This image of the European Automated Transfer Vehicle 4 (ATV-4) was captured on June 8 at a range of 281 km from the south of the Netherlands, three days after it was launched from Kourou on top of an Ariane 5ES rocket on its way to the ISS. Although it was the 4th ATV, it was the 3rd image that I obtained of this type of ISS cargo vehicle. I witnessed the first passes of the very first ATV – the Jules Verne in 2008 – and since then I obtained several images of different ATVs excepting the ATV-2 which I missed due to unfavourable circumstances during the entire mission.
Before 2008, my ground-based satellite imaging work basically was limited to portraits of the International Space Station. Although these improved quickly, I rarely picked up a smaller satellite as I was convinced that the best I could do was to try to take as detailed as possible images of the ISS itself. Cargo ships that appear now and then around the ISS, passing at comparable altitudes, have been a great help to learn how to photograph smaller satellites with the same setup as used for the ISS images.
Because the size of the ATV, for example, is known, and you know the sizes of the ISS modules, there was very good reference for the level of detail that was obtainable in the frames of the much smaller images of the ATVs and other cargo ships. And if you know what level of detail is possible for the ATV with a certain setup, you also know the possibilities for other satellites with similar sizes and at comparable altitudes. But why was the ATV such a great help as a detail reference? This cargo freighter appears to show a good level of high contrast detail on almost every occasion. All three of the ATVs I captured with the telescope showed good resolution of detail; a number of dark ‘bands’ appear every time in the ATV images. These correspond in fact with some segments of the ATV body, but it is interesting that they appear with such high contrast in the ground-based images obtained with my 10 inch aperture reflecting telescope with a secondary focus mounted video-device.

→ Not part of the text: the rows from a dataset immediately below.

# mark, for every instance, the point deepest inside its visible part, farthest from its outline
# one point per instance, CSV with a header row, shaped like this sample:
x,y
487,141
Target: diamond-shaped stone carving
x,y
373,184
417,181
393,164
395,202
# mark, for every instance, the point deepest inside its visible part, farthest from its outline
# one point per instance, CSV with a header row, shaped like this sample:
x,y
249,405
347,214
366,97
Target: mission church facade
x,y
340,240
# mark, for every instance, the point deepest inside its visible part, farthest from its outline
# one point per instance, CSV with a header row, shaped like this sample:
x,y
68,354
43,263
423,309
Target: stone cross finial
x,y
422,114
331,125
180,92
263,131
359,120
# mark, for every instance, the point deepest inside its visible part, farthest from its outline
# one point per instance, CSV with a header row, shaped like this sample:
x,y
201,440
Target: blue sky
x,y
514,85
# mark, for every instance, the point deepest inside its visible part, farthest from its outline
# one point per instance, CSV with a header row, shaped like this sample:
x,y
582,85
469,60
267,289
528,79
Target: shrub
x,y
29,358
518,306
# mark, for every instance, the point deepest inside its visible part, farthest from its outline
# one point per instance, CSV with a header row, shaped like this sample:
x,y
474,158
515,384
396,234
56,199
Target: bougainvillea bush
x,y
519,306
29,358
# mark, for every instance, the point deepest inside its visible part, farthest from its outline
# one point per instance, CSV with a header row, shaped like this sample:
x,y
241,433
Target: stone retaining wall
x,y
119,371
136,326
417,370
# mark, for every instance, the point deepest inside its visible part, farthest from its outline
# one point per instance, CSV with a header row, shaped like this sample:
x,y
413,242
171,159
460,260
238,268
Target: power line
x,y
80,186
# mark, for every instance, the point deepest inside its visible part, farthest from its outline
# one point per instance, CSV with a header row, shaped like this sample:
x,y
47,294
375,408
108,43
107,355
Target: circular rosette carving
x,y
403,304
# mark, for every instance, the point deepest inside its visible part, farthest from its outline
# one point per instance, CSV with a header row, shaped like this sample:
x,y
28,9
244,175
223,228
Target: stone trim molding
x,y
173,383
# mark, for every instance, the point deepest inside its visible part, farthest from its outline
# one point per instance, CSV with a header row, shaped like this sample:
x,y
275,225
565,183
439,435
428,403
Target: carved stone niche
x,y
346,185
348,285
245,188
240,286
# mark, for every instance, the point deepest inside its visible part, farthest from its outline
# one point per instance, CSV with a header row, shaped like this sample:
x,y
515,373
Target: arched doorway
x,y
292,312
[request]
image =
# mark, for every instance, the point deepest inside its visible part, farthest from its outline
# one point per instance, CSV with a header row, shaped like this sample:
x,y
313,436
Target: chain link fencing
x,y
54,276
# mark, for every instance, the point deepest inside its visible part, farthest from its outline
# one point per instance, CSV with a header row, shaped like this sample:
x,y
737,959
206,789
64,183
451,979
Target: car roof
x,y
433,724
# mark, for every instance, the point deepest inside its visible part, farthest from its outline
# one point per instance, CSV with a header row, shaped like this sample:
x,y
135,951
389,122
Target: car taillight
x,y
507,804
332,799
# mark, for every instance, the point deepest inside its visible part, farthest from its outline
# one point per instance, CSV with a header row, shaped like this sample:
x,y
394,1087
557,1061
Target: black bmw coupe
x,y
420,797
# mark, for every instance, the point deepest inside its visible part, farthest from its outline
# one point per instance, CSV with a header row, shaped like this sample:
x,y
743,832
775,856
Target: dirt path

Ground-based ATV-imagery in visible light – such as these images – also teaches about the difficulties of achieving visibility of narrow flat surfaces such as solar panels under different circumstances of illumination and position angle with respect to the observer/photographer. Conclusions about solar panel deployment – based on visible light images, for example – should be undertaken with some care; in many cases, the solar panels of cargo vehicles and general satellites can be perfectly deployed without showing up in the images due to an unfavourable illumination or position of the camera on the ground.